I think you're misunderstanding the concept of a "non-capturing group". The text matched by a non-capturing group still becomes part of the overall regex match.

Both the regex (?:aaa)(_bbb) and the regex (aaa)(_bbb) return aaa_bbb as the overall match. The difference is that the first regex has one capturing group which returns _bbb as its match, while the second regex has two capturing groups that return aaa and _bbb as their respective matches. In your Python code, to get _bbb, you'd need to use group(1) with the first regex, and group(2) with the second regex.

The main benefit of non-capturing groups is that you can add them to a regex without upsetting the numbering of the capturing groups in the regex.
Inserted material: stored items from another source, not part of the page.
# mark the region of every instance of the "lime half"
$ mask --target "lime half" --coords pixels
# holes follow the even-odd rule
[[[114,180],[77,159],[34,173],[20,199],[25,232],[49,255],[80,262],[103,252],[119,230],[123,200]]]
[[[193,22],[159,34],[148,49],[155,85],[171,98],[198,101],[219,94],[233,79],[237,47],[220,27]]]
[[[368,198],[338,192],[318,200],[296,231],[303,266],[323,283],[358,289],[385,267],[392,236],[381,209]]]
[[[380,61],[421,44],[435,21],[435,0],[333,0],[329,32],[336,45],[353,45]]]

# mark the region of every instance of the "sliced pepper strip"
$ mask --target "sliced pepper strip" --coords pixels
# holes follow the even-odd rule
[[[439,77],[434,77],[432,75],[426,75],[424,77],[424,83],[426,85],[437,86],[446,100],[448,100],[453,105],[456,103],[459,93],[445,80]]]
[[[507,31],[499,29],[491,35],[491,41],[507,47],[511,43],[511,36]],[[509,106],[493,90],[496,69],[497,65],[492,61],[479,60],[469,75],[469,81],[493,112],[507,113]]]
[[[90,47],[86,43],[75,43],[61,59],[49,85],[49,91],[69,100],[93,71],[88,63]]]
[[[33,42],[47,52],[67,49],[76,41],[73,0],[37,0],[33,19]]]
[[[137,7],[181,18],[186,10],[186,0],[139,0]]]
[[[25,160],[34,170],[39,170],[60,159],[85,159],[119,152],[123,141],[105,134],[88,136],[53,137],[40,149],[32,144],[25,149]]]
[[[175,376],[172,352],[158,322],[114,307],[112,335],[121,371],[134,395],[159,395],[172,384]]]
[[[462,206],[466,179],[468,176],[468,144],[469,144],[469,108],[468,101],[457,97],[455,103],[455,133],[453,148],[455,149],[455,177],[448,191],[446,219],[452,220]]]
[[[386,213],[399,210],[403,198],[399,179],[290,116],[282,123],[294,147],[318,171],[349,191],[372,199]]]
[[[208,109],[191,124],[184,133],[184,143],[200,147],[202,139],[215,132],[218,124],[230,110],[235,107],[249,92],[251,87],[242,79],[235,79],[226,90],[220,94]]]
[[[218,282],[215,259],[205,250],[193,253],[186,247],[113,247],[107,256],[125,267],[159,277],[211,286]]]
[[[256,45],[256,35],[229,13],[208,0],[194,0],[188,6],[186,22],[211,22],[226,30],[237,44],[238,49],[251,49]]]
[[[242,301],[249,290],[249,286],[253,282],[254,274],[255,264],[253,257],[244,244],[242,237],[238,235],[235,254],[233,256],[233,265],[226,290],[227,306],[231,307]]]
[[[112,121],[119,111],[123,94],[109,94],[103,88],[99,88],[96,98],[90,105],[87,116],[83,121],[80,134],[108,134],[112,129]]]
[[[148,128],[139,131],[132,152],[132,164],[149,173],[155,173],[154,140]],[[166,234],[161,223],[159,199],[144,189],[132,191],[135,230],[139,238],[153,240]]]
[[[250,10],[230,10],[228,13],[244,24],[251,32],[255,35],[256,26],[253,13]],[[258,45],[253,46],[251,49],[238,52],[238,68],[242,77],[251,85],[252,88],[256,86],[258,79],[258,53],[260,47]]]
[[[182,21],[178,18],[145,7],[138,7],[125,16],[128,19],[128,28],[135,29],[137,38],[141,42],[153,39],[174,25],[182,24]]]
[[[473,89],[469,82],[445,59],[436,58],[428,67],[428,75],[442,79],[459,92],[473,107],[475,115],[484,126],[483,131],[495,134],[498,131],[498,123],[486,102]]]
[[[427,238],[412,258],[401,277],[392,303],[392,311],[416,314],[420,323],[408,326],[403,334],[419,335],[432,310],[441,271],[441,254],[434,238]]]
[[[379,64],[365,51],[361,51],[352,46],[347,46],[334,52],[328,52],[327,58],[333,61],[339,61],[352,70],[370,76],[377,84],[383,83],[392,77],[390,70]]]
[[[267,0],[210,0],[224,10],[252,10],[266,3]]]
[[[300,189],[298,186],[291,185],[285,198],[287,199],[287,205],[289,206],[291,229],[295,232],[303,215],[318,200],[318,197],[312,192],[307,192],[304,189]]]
They also offer (slightly) better performance as the regex engine doesn't have to keep track of the text matched by non-capturing groups.

If you really want to exclude aaa from the overall regex match then you need to use lookaround. In this case, positive lookbehind does the trick: (?<=aaa)_bbb. With this regex, group() returns _bbb in Python. No capturing groups needed.

My recommendation is that if you have the ability to use capturing groups to get part of the regex match, use that method instead of lookaround.

Jan Goyvaerts
thanks for detail explanation :)
Jim Horng
A: 

Thanks for answers, so I cannot just simply do like
regex: "(?:a.*)b.*(?:c.*)d.*" for returning matching content of "b.*d.*"

Instead, I have to
"(?:a.*)(b.*)(?:c.*)(d.*)" and combine group(1) + group(2) to get "b.*d.*"

correct?

AFAIK, the look around thing (?<=...) has limitation of fixed length. :(

Jim Horng
A: 

Use the groups method on the match object instead of group. It returns a list of all capture buffers. The group method with no argument is returning the entire match of the regular expression.